- Tuesday, August 4, 2015

It’s a bit much to endure the national media speculating for the last couple of weeks about whether Donald Trump will turn the Republican primary contest into an unserious reality television show. Most of them, we can be sure, would like nothing better. Unserious is what they feed on.

This is the press that spent the last week obsessing over Cecil the lion, of whom most had never before heard of. Yes, Cecil’s death was cruel and unnecessary, and his hunters should be punished. But in a week filled with press reports examining every conceivable angle of this unimportant story: What will become of Cecil’s cubs? What of his brother, Jericho? Will they have enough giraffe for dinner? What will happen to the dentist? His guides? Shouldn’t every airline stop carrying wild game trophies? Consider what else the press might have devoted its energies to.

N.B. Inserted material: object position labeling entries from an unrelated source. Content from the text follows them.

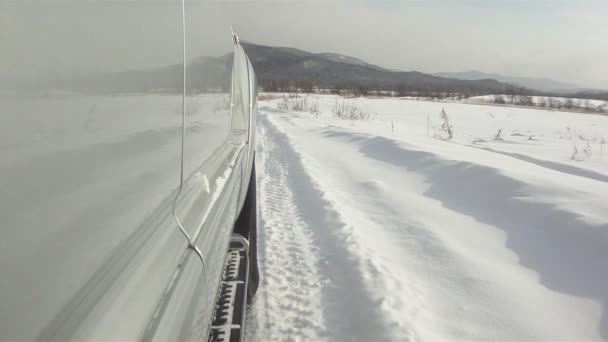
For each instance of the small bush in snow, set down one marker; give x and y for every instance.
(349, 110)
(445, 131)
(295, 103)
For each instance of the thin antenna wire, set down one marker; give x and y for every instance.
(191, 244)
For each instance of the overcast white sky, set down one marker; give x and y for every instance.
(563, 40)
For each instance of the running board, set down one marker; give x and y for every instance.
(229, 314)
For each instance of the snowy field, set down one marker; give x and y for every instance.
(383, 228)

Last week came the release of the fourth video revealing Planned Parenthood executives trafficking in baby parts. In that video, a doctor sorts through carefully dissected pieces of aborted babies, saying, “Oh, look, here’s some organs for you. They’re all attached. Here’s a stomach, heart, kidney, adrenal …” She goes on to say that “when you get to 17 or 18 weeks—’cause we do some of those … we’d have to do a little bit of training with the providers or something to make sure they didn’t crush.”

Adam Smith observed of human nature that most of us would lose more sleep over the loss of our own little finger than we would the loss of millions of lives in distant China. It’s society, he said, that corrects this self-centeredness and redirects it to better ends. But what would Smith make of a society outraged by the loss of an animal in Africa, and numb to the killing of millions of our own babies, themselves not much bigger than a little finger?

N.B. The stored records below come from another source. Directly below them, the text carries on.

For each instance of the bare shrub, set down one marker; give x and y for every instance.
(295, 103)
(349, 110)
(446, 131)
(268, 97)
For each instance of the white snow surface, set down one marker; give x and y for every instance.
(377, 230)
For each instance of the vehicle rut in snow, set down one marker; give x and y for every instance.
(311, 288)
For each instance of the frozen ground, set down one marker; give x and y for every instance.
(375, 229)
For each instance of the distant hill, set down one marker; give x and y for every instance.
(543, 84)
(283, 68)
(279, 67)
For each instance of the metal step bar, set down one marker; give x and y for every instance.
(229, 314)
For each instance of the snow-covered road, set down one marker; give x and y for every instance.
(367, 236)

Our unserious press investigates Marco Rubio’s four speeding tickets in 20 years and forces Scott Walker to say whether he thinks President Obama is a Christian — but never demands that Hillary Clinton say if she thinks it’s OK to harvest baby parts and sell them.

There’s more interest in the gender assertions of B-list celebrities than in the very real possibility that the Democratic frontrunner for president could be charged with stealing hundreds of classified documents. And there’s more interest in the hacked photos of a few movie stars than in the government losing tens of millions of federal background checks and security clearance records to the Chinese.

The press spent months developing what turned out to be a completely false narrative of the events in Ferguson, Missouri. Meanwhile, there are real crises: Many innocent blacks are killed every day by criminals, and millions more live in poverty. The press scarcely covers these tragedies, and never declares them cause for a national conversation.

The Justice Department sent dozens of agents to Ferguson and produced a 102-page report on the police department’s emails after an officer shot a violent man in self-defense. How many agents has the Department of Justice sent to Chappaqua? How long will its report on Hillary’s emails be? Where is the reporter who’s asked these questions?

The unserious press is eager for Jeb Bush to tell us whether he’d have gone to war in Iraq as his brother did 12 years ago, knowing what he knows now. When was the last time a reporter asked President Obama if he still thinks it would have been wise to go to war in Syria (as Obama himself attempted two years ago), knowing what he knows now? Or if the president still thinks he was right to withdraw U.S. forces from Iraq, knowing what he knows now?

A lane closure on the George Washington Bridge is said to disqualify a candidate for the presidency more than accepting millions of dollars from brutal dictatorships. And Donald Trump is unserious?

Make no mistake. The reason Mr. Trump will be center stage Thursday night isn’t just because he’s an entertainer. It’s because much of the country knows the political press and the Washington elite views itself as Cecil the lion and the Republican field as antelopes on the Serengeti. They can see Mr. Trump is waving red meat for the media beast … and they’re eager to see where he takes it.